Anti-tau therapies are also under investigation. Pathology of tau better correlates with cognitive deficits as compared to Aβ lesions. Therefore, once the clinical symptoms are apparent, targeting tau is likely to be more beneficial as compared to the clearance of Aβ. However, most of the early tau-targeting therapies were either based on the stabilization of microtubules or based on suppression of tau aggregation or kinases. Most of these therapies were discontinued due to their lack of efficacy and/or toxicity [325]. In recent times, most of the tau-based treatments in clinical studies are immunotherapies. Several preclinical studies have found them as promising [325].
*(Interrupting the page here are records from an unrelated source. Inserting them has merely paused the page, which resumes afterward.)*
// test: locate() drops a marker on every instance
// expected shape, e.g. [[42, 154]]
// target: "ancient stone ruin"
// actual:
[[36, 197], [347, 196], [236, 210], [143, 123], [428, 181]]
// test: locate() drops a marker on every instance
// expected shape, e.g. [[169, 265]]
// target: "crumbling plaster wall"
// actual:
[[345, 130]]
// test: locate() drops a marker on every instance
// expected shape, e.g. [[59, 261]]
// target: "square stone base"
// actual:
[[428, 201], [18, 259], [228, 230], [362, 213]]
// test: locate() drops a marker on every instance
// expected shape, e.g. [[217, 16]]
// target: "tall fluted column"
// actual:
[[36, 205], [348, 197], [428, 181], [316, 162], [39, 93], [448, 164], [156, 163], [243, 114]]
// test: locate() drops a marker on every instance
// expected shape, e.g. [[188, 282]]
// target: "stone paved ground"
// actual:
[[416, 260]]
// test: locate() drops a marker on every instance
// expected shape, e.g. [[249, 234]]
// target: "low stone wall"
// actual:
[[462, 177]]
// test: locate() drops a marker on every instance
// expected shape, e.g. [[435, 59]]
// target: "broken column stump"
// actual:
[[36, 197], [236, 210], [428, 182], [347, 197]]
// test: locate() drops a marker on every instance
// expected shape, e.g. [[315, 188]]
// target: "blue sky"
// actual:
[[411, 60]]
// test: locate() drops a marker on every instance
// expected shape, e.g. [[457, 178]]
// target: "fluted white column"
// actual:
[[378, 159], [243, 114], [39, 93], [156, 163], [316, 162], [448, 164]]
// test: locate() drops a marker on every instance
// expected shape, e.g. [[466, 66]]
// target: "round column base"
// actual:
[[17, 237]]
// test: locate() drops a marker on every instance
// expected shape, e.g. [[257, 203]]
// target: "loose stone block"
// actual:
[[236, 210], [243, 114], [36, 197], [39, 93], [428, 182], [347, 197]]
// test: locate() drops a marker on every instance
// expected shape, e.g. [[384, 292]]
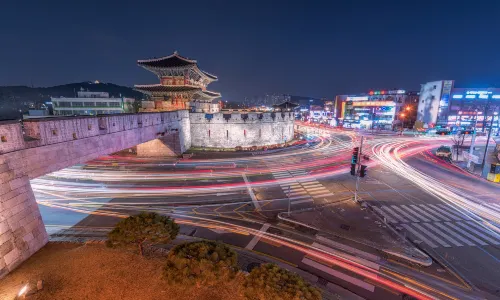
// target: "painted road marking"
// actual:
[[409, 210], [335, 273], [360, 260], [442, 234], [454, 211], [435, 213], [470, 236], [386, 216], [358, 252], [492, 206], [437, 208], [404, 213], [424, 213], [486, 232], [257, 237], [250, 191], [458, 236], [419, 236], [432, 235], [303, 201], [394, 214]]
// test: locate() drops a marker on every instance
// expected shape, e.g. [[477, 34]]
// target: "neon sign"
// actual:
[[478, 92]]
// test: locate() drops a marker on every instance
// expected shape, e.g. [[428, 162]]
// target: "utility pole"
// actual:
[[483, 173], [289, 201], [472, 141], [358, 168]]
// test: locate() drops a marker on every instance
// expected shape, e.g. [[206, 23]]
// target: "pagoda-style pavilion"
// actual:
[[181, 82]]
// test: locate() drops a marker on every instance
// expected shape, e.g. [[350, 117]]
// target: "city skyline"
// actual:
[[316, 50]]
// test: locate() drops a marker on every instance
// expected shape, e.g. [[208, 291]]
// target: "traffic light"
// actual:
[[362, 171], [355, 155], [353, 169]]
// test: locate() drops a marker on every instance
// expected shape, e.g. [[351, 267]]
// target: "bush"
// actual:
[[272, 282], [201, 263], [143, 228]]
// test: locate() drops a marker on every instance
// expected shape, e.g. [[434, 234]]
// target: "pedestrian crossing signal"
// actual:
[[355, 155], [362, 171]]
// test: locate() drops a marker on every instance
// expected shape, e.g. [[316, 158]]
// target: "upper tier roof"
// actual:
[[166, 88], [171, 61]]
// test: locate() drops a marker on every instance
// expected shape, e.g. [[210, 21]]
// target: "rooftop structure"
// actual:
[[91, 103], [181, 82]]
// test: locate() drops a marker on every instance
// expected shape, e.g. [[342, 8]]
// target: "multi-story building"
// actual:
[[442, 105], [182, 83], [377, 109], [91, 103]]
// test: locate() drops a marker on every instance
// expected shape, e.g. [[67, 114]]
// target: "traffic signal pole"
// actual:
[[358, 169]]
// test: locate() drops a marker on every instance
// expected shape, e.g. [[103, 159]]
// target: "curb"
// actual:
[[427, 262], [423, 262]]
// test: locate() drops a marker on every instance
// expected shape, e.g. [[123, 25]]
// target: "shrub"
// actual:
[[143, 228], [201, 263], [272, 282]]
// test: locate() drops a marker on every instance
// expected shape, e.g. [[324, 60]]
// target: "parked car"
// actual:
[[444, 152]]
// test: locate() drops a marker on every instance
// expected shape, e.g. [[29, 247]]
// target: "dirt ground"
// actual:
[[77, 271]]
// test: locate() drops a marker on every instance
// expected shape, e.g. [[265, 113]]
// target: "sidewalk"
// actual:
[[356, 229]]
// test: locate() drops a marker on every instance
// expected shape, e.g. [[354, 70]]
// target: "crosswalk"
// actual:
[[439, 225], [302, 190]]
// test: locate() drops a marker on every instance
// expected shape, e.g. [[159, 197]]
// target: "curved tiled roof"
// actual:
[[166, 88], [171, 61]]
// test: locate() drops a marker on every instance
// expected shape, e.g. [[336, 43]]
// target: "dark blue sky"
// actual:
[[308, 48]]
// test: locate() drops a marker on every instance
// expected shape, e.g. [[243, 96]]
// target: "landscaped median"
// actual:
[[127, 270]]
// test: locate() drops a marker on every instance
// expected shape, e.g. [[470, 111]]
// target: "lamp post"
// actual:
[[483, 171]]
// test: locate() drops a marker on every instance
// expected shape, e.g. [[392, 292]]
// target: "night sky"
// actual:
[[255, 47]]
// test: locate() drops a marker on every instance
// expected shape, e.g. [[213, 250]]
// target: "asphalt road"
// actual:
[[237, 199]]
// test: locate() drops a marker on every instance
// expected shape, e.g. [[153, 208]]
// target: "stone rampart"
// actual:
[[52, 144], [231, 130]]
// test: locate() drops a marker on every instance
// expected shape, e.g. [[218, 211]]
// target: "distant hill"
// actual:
[[15, 98]]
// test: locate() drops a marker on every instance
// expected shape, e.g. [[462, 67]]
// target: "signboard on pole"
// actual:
[[471, 157]]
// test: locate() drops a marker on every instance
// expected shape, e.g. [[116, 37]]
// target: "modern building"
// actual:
[[91, 103], [384, 109], [442, 105], [181, 83]]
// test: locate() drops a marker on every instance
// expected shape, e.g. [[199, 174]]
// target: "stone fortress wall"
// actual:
[[230, 130], [51, 144]]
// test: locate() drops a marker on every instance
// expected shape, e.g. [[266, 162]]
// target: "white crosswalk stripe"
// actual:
[[438, 225], [456, 235], [404, 213], [424, 213], [480, 231], [417, 215], [419, 236], [435, 213], [443, 211], [442, 234], [432, 235], [385, 215], [394, 214], [493, 206]]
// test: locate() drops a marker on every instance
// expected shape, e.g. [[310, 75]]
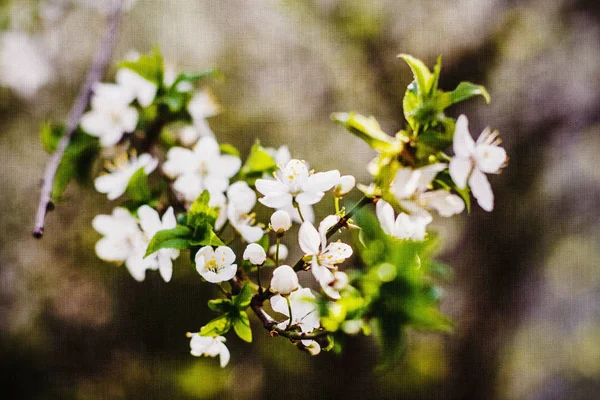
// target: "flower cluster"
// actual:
[[160, 154]]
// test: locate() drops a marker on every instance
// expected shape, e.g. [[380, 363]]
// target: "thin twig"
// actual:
[[94, 75]]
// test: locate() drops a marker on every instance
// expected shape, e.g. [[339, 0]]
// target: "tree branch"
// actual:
[[93, 76]]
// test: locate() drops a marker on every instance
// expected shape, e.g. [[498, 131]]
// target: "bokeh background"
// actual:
[[525, 295]]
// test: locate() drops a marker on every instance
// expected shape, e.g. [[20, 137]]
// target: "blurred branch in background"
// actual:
[[95, 73]]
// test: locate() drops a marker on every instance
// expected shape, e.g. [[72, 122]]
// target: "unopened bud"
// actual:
[[285, 280], [281, 221]]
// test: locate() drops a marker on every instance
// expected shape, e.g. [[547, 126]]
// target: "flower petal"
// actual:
[[482, 190], [309, 239], [459, 170]]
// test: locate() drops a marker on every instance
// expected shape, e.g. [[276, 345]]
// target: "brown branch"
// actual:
[[94, 75]]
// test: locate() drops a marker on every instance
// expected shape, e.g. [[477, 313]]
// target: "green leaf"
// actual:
[[50, 135], [137, 188], [367, 129], [259, 162], [242, 300], [176, 238], [464, 91], [149, 66], [75, 163], [241, 326], [217, 327], [221, 305], [421, 73], [200, 213], [230, 149]]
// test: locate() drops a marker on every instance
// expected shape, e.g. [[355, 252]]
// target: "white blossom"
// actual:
[[151, 223], [255, 254], [202, 168], [111, 114], [284, 281], [143, 89], [305, 314], [216, 265], [344, 186], [24, 67], [283, 251], [325, 256], [410, 188], [241, 202], [472, 160], [114, 183], [123, 241], [404, 226], [294, 183], [281, 221], [210, 347]]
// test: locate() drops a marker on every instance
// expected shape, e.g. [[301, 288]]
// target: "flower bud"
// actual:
[[313, 348], [345, 185], [281, 221], [284, 280], [340, 280], [255, 253], [283, 251]]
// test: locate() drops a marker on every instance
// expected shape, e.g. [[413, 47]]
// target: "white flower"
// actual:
[[344, 186], [201, 168], [111, 115], [294, 183], [123, 241], [281, 221], [410, 188], [405, 226], [23, 65], [340, 281], [143, 89], [151, 223], [324, 256], [283, 251], [255, 254], [200, 107], [472, 160], [304, 310], [216, 265], [210, 347], [115, 182], [285, 280], [241, 201]]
There is a probability that unknown harmful neuronal stimuli can trigger compensatory changes during the early stage of the AD pathological process, which can eventually lead to decreased clearance or elevated generation of Aβ as a secondary result of the initial damage. One can draw parallels with sepsis is a life-threatening condition and can occur due to the dysregulation in the immune response. Sepsis initiates from an infectious agent, however, leukocytosis is a usual primary laboratory finding. Therapies are mainly aiming at the elimination of the main cause of the infection, rather than aiming at decreasing the numbers of white blood cells. Accumulation of Aβ may be regarded as a reaction of the brain in response to the neuronal damage. Therefore, treatments ought to have effects against the neuronal damage rather than the immune response of the host. Since initial leukocytosis in sepsis can trigger dysfunction in biological activities, thus the progressive and prolonged accumulation of Aβ in AD may have further toxic effects.

9. Conclusions

The amyloid cascade hypothesis was formulated based on strong histopathological, biochemical, and genetic evidence. Clinical, cognitive, and biomarker studies then further reinforced this hypothesis. Nevertheless, various classes of anti-Aβ agents that influence the production, aggregation, and clearance of Aβ have failed in clinical studies. Cognitive impairment was found to be accelerated by some agents that suppress the generation of nascent Aβ, including inhibitors of the γ-secretase and the BACE1. This aforesaid impairment may take place because of their off-target activities. Indeed, Aβ plays roles in memory consolidation and neuronal function. Increased generation of Aβ may take place in CNS under various clinical conditions, including cardiac arrest, general anesthesia, and sleep deprivation. Besides, Aβ generation can also be increased in response to neuronal stress. However, it is still not clear whether the accumulation of Aβ takes place due to the AD process or whether this accumulation is causing the disease. Current studies in asymptomatic or preclinical stages of AD and cognitively healthy people who are at risk of AD should provide some answers.